Significance. If the claims hold, the work supplies a mechanistic account of why supervised training can fail to discover useful attention patterns while a self-supervised objective succeeds, even without external data. The replication, ablations, and simplified theoretical analysis are explicit strengths that could inform initialization strategies and training curricula for attention-based models on long sequences.

major comments (2)
  1. [Simplified theoretical setup] The simplified theoretical setup demonstrates local blindness of label supervision to certain attention directions, but the manuscript does not show that this blindness persists once the model is placed in the full non-convex loss landscape with multiple layers, heads, and the AdamW + cross-entropy dynamics used in the LRA experiments. If informative gradients from labels appear only after proximity-biased attention has already formed, the local-blindness result may be an artifact of the linearised or single-layer analysis rather than a property of the training procedure studied.
  2. [Ablations and minimal setup] The ablations attribute SPT gains primarily to learning proximity interactions, yet the minimal setup does not fully isolate this factor from confounding optimization or generalization effects that appear in the complete multi-head attention model. A direct comparison of gradient norms or attention-score trajectories with and without SPT after the first few epochs would strengthen the causal link.
minor comments (2)
  1. [Notation and setup] Notation for attention scores and positional encodings could be introduced earlier and used consistently across the theoretical and experimental sections to improve readability.
  2. [Abstract] The abstract states the central findings but does not mention the specific LRA tasks or model sizes used in the replication; adding one sentence would help readers assess scope.
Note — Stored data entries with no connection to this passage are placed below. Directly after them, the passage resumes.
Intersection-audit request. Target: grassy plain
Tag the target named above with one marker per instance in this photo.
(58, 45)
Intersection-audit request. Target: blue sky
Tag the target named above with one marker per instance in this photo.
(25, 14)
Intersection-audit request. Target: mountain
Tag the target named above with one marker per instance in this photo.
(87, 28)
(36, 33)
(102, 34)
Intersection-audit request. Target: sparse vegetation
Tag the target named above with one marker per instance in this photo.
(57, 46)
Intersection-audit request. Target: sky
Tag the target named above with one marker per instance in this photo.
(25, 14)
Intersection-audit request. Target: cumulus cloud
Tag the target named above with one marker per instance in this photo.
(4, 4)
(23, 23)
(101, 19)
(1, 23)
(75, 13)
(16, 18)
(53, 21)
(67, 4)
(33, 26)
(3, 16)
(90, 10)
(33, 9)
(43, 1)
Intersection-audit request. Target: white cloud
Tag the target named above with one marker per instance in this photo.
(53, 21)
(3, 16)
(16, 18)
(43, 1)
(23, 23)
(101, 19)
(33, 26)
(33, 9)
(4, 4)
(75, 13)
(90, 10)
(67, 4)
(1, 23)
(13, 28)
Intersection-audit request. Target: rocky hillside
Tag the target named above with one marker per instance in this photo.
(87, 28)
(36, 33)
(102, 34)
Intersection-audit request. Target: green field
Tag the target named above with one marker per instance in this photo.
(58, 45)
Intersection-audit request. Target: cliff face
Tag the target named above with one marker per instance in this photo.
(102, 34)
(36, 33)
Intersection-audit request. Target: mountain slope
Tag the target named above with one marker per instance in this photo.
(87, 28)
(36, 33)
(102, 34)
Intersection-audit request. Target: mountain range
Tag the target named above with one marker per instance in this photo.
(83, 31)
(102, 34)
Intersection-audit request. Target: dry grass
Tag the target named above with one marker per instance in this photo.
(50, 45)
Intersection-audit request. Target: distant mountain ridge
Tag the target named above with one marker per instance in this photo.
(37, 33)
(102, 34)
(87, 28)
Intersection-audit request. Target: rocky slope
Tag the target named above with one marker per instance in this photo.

Simulated Author's Rebuttal

2 responses · 0 unresolved

We thank the referee for the insightful comments, which help clarify the scope of our contributions. We address each major comment below with clarifications and indicate where revisions will be made.

read point-by-point responses
  1. Referee: [Simplified theoretical setup] The simplified theoretical setup demonstrates local blindness of label supervision to certain attention directions, but the manuscript does not show that this blindness persists once the model is placed in the full non-convex loss landscape with multiple layers, heads, and the AdamW + cross-entropy dynamics used in the LRA experiments. If informative gradients from labels appear only after proximity-biased attention has already formed, the local-blindness result may be an artifact of the linearised or single-layer analysis rather than a property of the training procedure studied.
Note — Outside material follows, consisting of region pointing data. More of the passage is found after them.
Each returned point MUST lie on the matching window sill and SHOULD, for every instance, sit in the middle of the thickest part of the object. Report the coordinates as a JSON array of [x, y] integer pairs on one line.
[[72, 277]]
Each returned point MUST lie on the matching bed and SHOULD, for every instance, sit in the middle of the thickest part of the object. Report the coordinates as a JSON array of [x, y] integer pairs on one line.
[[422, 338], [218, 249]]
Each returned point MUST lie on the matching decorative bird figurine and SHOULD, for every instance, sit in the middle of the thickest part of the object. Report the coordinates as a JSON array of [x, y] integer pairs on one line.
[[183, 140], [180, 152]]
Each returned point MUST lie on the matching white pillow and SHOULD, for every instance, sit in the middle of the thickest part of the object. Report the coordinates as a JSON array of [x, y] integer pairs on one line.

    Authors: We agree that the theoretical analysis is intentionally simplified to a linearized single-layer setting to analytically isolate the local blindness of the supervised loss to certain attention-score directions. This does not constitute a direct simulation of the full non-convex, multi-layer, multi-head dynamics under AdamW. However, the result is presented as a mechanistic illustration of why label supervision may fail to discover proximity-biased patterns from random initialization, which is consistent with the empirical ablations on the full LRA models. We will revise the manuscript to add an explicit limitations paragraph discussing the gap between the simplified analysis and the full training procedure, while emphasizing that the theoretical finding motivates the observed empirical benefits of SPT. revision: partial

  2. Referee: [Ablations and minimal setup] The ablations attribute SPT gains primarily to learning proximity interactions, yet the minimal setup does not fully isolate this factor from confounding optimization or generalization effects that appear in the complete multi-head attention model. A direct comparison of gradient norms or attention-score trajectories with and without SPT after the first few epochs would strengthen the causal link.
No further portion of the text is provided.